What advice would you have for someone looking to get into the same area of work or interests?

To be a Cultural Broker, you must come from a place of compassion coupled with knowing, doing and being of your own indigenous culture combined with Western qualifications; for me, I have an undergraduate degree in teaching and two higher degrees from within the field of medicine. Don't steal another person's culture because it's like stealing an identity that was never yours, to begin with.
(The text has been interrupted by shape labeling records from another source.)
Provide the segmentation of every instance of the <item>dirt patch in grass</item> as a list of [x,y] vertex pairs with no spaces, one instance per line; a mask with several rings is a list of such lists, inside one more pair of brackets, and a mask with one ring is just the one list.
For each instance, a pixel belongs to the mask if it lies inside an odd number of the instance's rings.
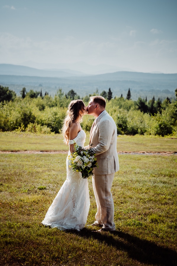
[[[0,153],[29,153],[30,154],[40,154],[42,153],[51,153],[53,154],[57,153],[64,153],[67,154],[68,152],[67,150],[3,150],[0,151]],[[149,152],[140,151],[138,152],[133,152],[127,151],[119,151],[117,152],[119,154],[132,154],[139,155],[163,155],[169,156],[170,155],[177,155],[177,152]]]

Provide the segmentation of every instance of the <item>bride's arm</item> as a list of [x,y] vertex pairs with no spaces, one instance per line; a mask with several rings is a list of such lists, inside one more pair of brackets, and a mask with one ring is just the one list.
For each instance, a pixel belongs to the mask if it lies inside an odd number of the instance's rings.
[[[74,140],[77,136],[79,130],[78,124],[77,123],[74,123],[71,126],[69,129],[69,140]],[[75,151],[74,144],[69,144],[69,150],[71,153]]]

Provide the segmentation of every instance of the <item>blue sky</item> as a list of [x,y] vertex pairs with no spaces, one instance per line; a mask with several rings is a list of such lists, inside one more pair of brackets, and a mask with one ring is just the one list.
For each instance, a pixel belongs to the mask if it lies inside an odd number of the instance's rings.
[[0,5],[0,63],[82,61],[177,73],[176,0],[1,0]]

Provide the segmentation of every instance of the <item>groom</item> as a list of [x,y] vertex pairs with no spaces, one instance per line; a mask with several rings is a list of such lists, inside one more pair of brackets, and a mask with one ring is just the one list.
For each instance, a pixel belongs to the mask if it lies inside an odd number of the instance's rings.
[[115,172],[119,169],[116,150],[117,127],[105,110],[106,100],[101,96],[90,97],[88,114],[95,118],[90,133],[89,145],[96,153],[98,168],[95,168],[92,183],[97,207],[92,226],[102,226],[96,232],[114,231],[114,203],[111,192]]

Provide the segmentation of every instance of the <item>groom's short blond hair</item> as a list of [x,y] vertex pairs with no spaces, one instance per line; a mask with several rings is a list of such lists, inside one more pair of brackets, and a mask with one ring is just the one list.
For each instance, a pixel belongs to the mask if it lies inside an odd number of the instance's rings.
[[104,97],[98,95],[96,96],[91,96],[90,100],[92,100],[95,103],[98,103],[100,106],[104,108],[106,107],[106,102]]

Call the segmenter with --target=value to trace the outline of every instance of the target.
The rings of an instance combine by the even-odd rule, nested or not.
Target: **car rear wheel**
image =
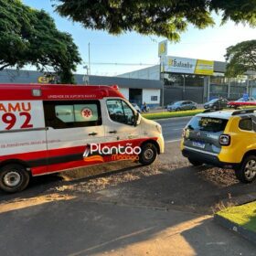
[[[200,166],[203,165],[203,163],[195,159],[187,158],[189,163],[194,166]]]
[[[144,144],[142,146],[142,151],[139,155],[139,162],[144,165],[151,165],[157,156],[156,146],[152,143]]]
[[[249,155],[235,169],[237,178],[242,183],[251,183],[256,178],[256,156]]]
[[[29,182],[29,174],[25,166],[9,164],[0,169],[0,188],[8,193],[24,190]]]

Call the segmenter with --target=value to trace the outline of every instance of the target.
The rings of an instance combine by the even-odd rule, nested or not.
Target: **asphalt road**
[[[156,122],[162,125],[165,141],[170,142],[180,139],[182,129],[190,119],[191,116],[156,120]]]

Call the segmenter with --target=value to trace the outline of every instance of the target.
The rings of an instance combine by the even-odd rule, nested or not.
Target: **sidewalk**
[[[5,256],[255,255],[255,246],[209,216],[90,202],[82,195],[2,213],[0,226]]]

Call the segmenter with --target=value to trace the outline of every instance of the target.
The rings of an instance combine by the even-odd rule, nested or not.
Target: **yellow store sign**
[[[198,75],[213,75],[213,60],[197,59],[195,69],[195,74]]]

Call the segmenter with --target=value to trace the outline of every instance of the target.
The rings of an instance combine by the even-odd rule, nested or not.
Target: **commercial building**
[[[86,77],[75,75],[77,84],[84,84]],[[87,78],[88,79],[88,78]],[[56,83],[52,75],[46,76],[42,72],[32,70],[5,69],[0,72],[0,83]],[[129,79],[121,77],[89,76],[91,85],[117,84],[121,92],[132,103],[141,106],[144,102],[150,107],[157,107],[161,103],[161,91],[164,82],[158,80]]]
[[[119,77],[163,80],[165,105],[179,100],[197,103],[217,97],[237,100],[244,93],[256,97],[255,72],[247,72],[240,79],[229,79],[225,77],[225,70],[226,63],[221,61],[163,56],[161,65]]]

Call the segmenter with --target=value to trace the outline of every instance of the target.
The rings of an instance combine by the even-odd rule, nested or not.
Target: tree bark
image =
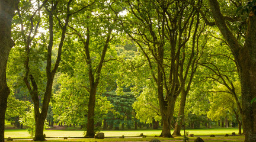
[[[100,79],[100,73],[101,72],[102,67],[105,59],[105,56],[107,52],[107,49],[108,47],[108,43],[111,40],[110,35],[111,31],[112,30],[111,28],[109,28],[107,33],[108,36],[103,49],[101,59],[100,63],[98,63],[96,73],[95,73],[95,77],[94,77],[94,73],[92,71],[92,65],[90,57],[90,52],[89,50],[89,41],[90,38],[89,29],[88,27],[87,27],[87,38],[86,42],[84,43],[84,49],[85,50],[87,64],[89,66],[88,75],[90,82],[90,96],[88,104],[87,134],[85,135],[85,137],[94,137],[94,108],[95,104],[95,101],[96,98],[96,90],[99,83]]]
[[[106,119],[104,119],[103,120],[103,130],[107,130],[107,121]]]
[[[5,115],[10,93],[6,67],[9,53],[14,46],[11,37],[11,24],[18,3],[18,0],[0,1],[0,142],[4,141]]]
[[[228,117],[226,117],[225,118],[225,125],[226,125],[226,128],[228,128]]]
[[[185,110],[185,105],[187,99],[187,94],[185,93],[185,90],[181,91],[181,98],[180,104],[180,109],[178,114],[178,121],[175,124],[174,127],[173,136],[181,136],[180,131],[181,130],[181,126],[183,125],[183,121],[184,120],[184,114]]]
[[[235,57],[242,90],[242,125],[245,141],[256,141],[256,17],[249,11],[244,46],[239,44],[228,28],[217,0],[209,1],[216,24],[227,41]]]
[[[94,137],[94,108],[96,98],[96,88],[91,86],[87,117],[87,128],[85,137]]]

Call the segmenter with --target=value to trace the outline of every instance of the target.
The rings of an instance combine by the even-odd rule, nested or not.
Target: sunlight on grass
[[[232,132],[236,134],[238,132],[237,128],[212,128],[212,129],[191,129],[187,130],[190,134],[194,134],[195,137],[197,135],[224,135],[225,134],[231,135]],[[44,130],[44,134],[49,137],[84,137],[84,131],[72,131],[72,130]],[[120,137],[124,136],[136,136],[140,135],[141,133],[146,135],[159,135],[161,130],[126,130],[126,131],[101,131],[105,133],[105,137]],[[183,134],[183,131],[181,131]],[[25,130],[5,130],[5,137],[11,137],[12,138],[30,138],[30,135]]]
Don't be afraid to say that you don't know, and listen with the intent of hearing. Avoid assuming or judgement because you don't know where someone has come from before they meet with you today.

What do you feel is the most common reason for people failing or giving up?

They don't believe in themselves or love themselves, and they don't know how to ask for help.

Is there a phrase, quote or a saying that you really like?

"You must release the past to understand the future so that you can walk in the present."

What companies, brands, or institutions do you like or do you think are getting it right?

I think we at Walking Between Worlds (WBW) are getting it right because I have a team who are willing to try and understand First Peoples Australian culture, which essentially lays the foundation for WBW to connect with indigenous people globally.

How do you define success, and what lessons have you learned so far that you could share with our audience/readership?

I think that success is when you can stand in your power, knowing that you have brought others with you and that you have done so from a place of goodness; do not harm. My Master,

"I am the Master of the destiny, creator of my future guided by ancestors powered by connection to land, family, culture preserving my rights to live my sovereignty without penalty on my identity. I am… the Master of my wealth. - Author V. S. Lee-AhMat."